Skandinavien – Norwegen, Schweden, Finnland

Norwegen’s spektakuläre Natur ist umwerfend. Diese mit dem Rad zu erfahren, ist einmalig. Die Versorgung ist kein Problem. Einkaufsmöglichkeiten gibt es genug in dem dünnbesiedelten Land, dank der 24/7 Läden, die ohne Personal auskommen. Die glücklichsten Menschen leben in Finnland, weltoffen, freiheitsliebend und jeden Moment des finnischen Sommers genießend. Das ist ansteckend.

Baltikum – Estland, Lettland, Litauen

Die freundlichen Letten punkten im Baltikum.

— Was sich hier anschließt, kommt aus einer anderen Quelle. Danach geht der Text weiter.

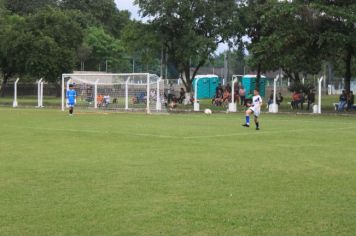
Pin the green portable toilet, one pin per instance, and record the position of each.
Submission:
(249, 83)
(206, 85)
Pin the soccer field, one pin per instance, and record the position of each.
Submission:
(178, 174)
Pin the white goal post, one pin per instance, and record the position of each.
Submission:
(127, 92)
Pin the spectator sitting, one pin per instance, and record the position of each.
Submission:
(100, 100)
(236, 93)
(218, 99)
(297, 98)
(279, 99)
(226, 97)
(310, 99)
(242, 93)
(181, 95)
(106, 100)
(219, 88)
(228, 87)
(342, 101)
(270, 99)
(350, 101)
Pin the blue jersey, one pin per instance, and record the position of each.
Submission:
(71, 95)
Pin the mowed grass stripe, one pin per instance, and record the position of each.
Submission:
(295, 177)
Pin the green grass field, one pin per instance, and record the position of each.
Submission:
(178, 174)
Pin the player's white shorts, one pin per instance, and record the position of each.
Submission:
(256, 111)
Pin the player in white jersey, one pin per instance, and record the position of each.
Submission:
(255, 109)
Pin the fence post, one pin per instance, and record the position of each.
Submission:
(15, 93)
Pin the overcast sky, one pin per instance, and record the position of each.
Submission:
(128, 5)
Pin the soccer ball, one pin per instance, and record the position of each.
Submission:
(208, 111)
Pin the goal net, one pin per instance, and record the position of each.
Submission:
(127, 92)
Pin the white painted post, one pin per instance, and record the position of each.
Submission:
(41, 100)
(232, 105)
(96, 93)
(273, 108)
(196, 104)
(319, 102)
(63, 96)
(15, 104)
(39, 93)
(148, 95)
(127, 93)
(158, 98)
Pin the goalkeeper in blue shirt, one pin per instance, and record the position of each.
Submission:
(71, 98)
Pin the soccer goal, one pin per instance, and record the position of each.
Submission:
(127, 92)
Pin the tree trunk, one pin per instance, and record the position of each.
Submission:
(3, 85)
(258, 77)
(58, 88)
(348, 74)
(186, 79)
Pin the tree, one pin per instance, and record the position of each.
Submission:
(287, 40)
(190, 31)
(105, 49)
(104, 11)
(24, 7)
(13, 50)
(142, 44)
(56, 37)
(337, 32)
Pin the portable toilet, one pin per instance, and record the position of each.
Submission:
(249, 83)
(206, 85)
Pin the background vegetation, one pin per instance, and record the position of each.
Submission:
(45, 38)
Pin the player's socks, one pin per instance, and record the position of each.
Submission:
(257, 125)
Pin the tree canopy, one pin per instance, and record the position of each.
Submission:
(45, 38)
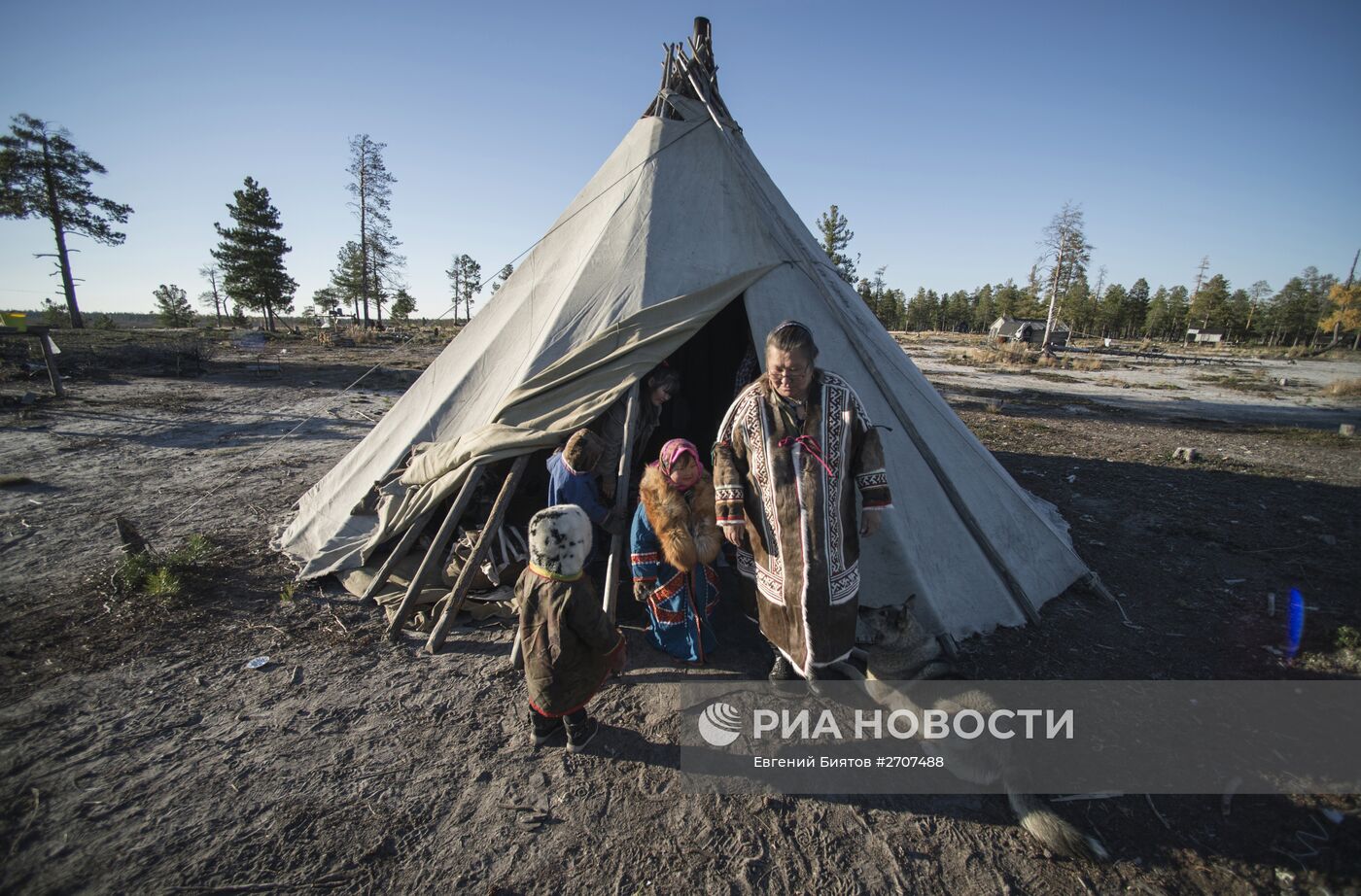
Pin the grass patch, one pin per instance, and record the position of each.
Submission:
(1346, 638)
(1322, 438)
(1252, 384)
(160, 576)
(1344, 389)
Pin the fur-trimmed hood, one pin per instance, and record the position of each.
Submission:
(560, 540)
(684, 527)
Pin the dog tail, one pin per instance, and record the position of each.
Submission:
(1054, 832)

Visegrad – Polen, Slowakei, Ungarn

Polen punktet vor allem durch seine Städte. Warschau und Krakau sind sehenswert. Ausserdem Iris’ Feel Free Camping im Nichts. Als Reiseradland können wir Polen nicht empfehlen. Die Slowakei besticht durch herrliche Nationalparks und von Holländern geführte Bauernhofcampings. Ungarn hat den Donauradweg, der selten an der Donau entlang führt.

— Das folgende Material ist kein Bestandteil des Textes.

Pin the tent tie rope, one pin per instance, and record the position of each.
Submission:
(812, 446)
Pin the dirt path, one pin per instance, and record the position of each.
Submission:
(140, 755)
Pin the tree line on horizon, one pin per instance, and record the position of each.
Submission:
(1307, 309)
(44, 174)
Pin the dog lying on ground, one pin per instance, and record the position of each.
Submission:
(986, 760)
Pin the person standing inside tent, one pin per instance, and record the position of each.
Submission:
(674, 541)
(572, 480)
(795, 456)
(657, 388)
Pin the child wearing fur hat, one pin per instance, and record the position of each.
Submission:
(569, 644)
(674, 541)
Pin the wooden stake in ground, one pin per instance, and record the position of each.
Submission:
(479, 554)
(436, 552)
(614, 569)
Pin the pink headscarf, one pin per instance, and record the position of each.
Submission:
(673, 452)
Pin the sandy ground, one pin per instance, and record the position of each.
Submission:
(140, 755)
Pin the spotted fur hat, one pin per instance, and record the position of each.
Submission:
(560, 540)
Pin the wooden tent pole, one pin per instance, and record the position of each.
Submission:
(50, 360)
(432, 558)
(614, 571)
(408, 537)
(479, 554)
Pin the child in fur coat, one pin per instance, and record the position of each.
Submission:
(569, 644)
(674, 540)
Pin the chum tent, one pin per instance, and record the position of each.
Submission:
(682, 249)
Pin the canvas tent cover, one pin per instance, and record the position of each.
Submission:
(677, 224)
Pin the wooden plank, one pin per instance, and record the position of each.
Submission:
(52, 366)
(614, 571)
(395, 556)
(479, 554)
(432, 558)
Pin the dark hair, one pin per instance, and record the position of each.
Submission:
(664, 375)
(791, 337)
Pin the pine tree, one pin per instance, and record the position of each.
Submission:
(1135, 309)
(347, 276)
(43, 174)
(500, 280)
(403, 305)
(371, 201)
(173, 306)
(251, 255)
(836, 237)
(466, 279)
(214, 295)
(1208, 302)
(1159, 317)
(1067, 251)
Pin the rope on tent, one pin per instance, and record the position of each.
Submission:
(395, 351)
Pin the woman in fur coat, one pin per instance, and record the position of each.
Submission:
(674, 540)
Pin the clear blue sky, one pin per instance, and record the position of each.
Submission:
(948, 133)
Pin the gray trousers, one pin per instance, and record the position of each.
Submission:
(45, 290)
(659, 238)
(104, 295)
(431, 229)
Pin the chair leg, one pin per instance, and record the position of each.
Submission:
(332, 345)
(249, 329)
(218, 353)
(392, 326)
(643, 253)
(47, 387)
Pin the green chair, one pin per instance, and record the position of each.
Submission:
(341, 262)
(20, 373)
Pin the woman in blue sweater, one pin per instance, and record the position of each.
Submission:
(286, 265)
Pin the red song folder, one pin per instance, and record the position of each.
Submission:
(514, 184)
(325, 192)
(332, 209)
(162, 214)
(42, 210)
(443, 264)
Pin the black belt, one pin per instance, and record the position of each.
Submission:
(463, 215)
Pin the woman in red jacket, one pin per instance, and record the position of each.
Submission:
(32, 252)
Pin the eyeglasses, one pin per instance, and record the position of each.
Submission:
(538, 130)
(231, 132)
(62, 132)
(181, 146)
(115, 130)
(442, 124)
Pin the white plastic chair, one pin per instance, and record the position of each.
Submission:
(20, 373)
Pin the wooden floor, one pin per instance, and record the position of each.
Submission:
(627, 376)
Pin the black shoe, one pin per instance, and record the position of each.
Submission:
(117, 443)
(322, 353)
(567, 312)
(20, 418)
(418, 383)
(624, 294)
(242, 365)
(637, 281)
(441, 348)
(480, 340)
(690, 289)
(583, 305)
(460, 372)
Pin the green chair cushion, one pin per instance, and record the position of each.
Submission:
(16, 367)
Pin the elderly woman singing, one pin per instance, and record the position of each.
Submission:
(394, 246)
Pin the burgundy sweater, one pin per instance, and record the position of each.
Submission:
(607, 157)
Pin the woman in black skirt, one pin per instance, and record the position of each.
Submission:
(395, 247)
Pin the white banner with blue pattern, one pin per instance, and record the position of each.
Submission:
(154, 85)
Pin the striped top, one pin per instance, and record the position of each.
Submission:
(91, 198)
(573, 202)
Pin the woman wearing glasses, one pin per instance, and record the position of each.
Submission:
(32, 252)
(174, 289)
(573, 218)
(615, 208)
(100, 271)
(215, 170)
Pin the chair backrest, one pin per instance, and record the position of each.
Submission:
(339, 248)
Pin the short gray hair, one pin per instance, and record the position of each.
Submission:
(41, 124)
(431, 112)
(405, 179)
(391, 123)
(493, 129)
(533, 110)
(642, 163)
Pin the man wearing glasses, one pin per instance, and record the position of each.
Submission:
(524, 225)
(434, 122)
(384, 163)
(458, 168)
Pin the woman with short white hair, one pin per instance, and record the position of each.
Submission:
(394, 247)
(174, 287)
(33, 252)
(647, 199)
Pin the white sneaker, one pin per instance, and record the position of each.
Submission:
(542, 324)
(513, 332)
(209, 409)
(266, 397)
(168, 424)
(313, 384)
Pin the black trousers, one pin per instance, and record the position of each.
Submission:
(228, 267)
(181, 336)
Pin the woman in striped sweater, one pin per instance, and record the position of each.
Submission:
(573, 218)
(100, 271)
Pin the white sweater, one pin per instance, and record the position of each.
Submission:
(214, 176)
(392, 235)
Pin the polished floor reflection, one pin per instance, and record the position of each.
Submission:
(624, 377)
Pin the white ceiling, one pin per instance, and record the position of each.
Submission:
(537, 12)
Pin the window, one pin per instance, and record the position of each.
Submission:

Balkan – Kroatien, Serbien, Bosnien

Bosnien ist mit Abstand das spannendste Land mit seiner schrecklichen Geschichte des Bosnienkrieges 1991-1995 und den unterschiedlichen Kulturen, die deutlich zu sehende Zerrissenheit des Landes. Dort, wo Bosnier, Kroaten und Serben in einem Land leben. In Bosnien finden wir grosse Gastfreundschaft, Fürsorge und den abenteuerlichsten Bahnradweg.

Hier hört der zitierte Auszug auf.